Archive for ABC-PMC

adaptive ABC tolerance

Posted in Books, Statistics, University life with tags , , , , , , , , , on June 2, 2020 by xi'an

“There are three common approaches for selecting the tolerance sequence (…) [they] can lead to inefficient sampling”

Umberto Simola, Jessi Cisewski-Kehe, Michael Gutmann and Jukka Corander recently arXived a paper entitled Adaptive Approximate Bayesian Computation Tolerance Selection. I appreciate that they start from our ABC-PMC paper, i.e., Beaumont et al. (2009) [although the representation that the ABC tolerances are fixed in advance is somewhat incorrect in that we used in our codes quantiles of the distances to set our tolerances.] This is also the approach advocated for the initialisation step by the current paper.  Although remaining a wee bit vague. Subsequent steps are based on the proximity between the resulting approximations to the ABC posteriors, more exactly with a quantile derived from the maximum of the ratio between two estimated successive ABC posteriors. Mimicking the Accept-Reject step if always one step too late.  The iteration stops when the ratio is almost one, possibly missing the target due to Monte Carlo variability. (Recall that the “optimal” tolerance is not zero for a finite sample size.)

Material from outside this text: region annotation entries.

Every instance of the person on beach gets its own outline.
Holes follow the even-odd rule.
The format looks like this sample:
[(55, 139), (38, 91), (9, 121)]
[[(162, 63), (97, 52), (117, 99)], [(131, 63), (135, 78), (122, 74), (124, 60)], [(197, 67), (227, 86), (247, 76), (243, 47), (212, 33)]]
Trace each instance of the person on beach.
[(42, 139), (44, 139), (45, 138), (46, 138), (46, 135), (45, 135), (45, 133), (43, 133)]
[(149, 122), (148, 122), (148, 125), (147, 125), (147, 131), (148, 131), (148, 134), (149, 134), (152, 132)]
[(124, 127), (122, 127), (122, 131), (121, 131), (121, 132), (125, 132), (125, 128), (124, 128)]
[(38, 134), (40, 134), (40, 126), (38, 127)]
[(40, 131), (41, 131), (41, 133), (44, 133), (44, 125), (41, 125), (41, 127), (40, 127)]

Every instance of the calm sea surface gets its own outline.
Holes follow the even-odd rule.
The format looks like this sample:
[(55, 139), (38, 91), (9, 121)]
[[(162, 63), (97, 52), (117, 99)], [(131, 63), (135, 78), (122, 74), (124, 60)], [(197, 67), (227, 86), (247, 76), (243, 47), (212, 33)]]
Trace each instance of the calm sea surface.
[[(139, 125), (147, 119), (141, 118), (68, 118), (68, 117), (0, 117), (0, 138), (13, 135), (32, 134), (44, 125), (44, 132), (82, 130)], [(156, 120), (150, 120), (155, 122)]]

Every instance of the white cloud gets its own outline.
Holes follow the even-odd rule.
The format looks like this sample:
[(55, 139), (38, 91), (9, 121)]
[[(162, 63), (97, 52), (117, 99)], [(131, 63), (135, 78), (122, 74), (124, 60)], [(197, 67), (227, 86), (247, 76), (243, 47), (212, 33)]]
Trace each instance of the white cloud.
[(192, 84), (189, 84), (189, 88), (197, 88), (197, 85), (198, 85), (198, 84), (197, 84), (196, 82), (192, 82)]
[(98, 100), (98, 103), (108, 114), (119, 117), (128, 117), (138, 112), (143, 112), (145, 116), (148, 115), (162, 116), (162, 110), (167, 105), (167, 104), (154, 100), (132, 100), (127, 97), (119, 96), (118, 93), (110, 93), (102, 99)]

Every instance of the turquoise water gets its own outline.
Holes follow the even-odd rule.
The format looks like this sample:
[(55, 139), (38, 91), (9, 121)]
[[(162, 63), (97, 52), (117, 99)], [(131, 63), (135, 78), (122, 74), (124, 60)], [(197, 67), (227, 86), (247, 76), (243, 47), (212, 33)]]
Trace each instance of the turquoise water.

“…the decrease in the acceptance rate is mitigated by the improvement in the proposed particles.”

A problem is that it depends on the form of the approximation and requires non-parametric hence imprecise steps. Maybe variational encoders could help. Interesting approach by Sugiyama et al. (2012), of which I knew nothing, the core idea being that the ratio of two densities is also the solution to minimising a distance between the numerator density and a variable function times the bottom density. However since only the maximum of the ratio is needed, a more focused approach could be devised. Rather than first approximating the ratio and second maximising the estimated ratio. Maybe the solution of Goffinet et al. (1992) on estimating an accept-reject constant could work.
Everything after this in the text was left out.